9. Let us see now what is the meaning of the expression which is found in the Wisdom of Solomon, where it is said of Wisdom that "it is a kind of breath of the power of God, and the purest efflux of the glory of the Omnipotent, and the splendour of eternal light, and the spotless mirror of the working or power of God, and the image of His goodness." [1977] These, then, are the definitions which he gives of God, pointing out by each one of them certain attributes which belong to the Wisdom of God, calling wisdom the power, and the glory, and the everlasting light, and the working, and the goodness of God. He does not say, however, that wisdom is the breath of the glory of the Almighty, nor of the everlasting light, nor of the working of the Father, nor of His goodness, for it was not appropriate that breath should be ascribed to any one of these; but, with all propriety, he says that wisdom is the breath of the power of God. Now, by the power of God is to be understood that by which He is strong; by which He appoints, restrains, and governs all things visible and invisible; which is sufficient for all those things which He rules over in His providence; among all which He is present, as if one individual.
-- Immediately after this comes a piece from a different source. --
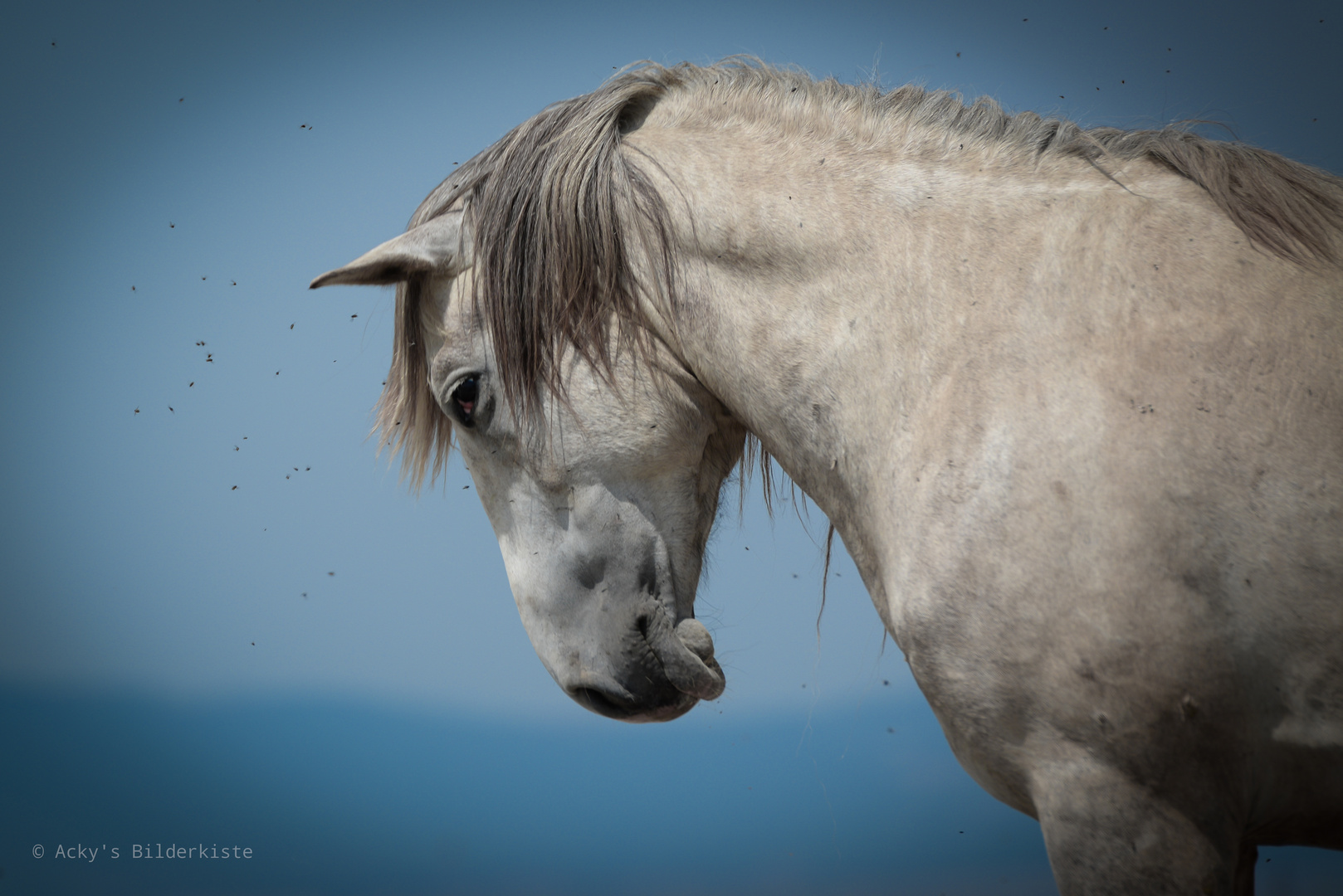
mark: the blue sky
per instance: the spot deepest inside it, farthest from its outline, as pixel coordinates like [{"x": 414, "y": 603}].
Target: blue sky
[{"x": 179, "y": 173}]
And although the breath of all this mighty and immeasurable power, and the vigour itself produced, so to speak, by its own existence, proceed from the power itself, as the will does from the mind, yet even this will of God is nevertheless made to become the power of God. [1978]

[1977] Wisd. vii. 25, 26.

[1978] "Hujus ergo totius virtutis tantae et tam immensae vapor, et, ut ita dicam, vigor ipse in propria subsistentia effectus, quamvis ex ipsa virtute velut voluntas ex mente procedat, tamen et ipsa voluntas Dei nihilominus Dei virtus efficitur."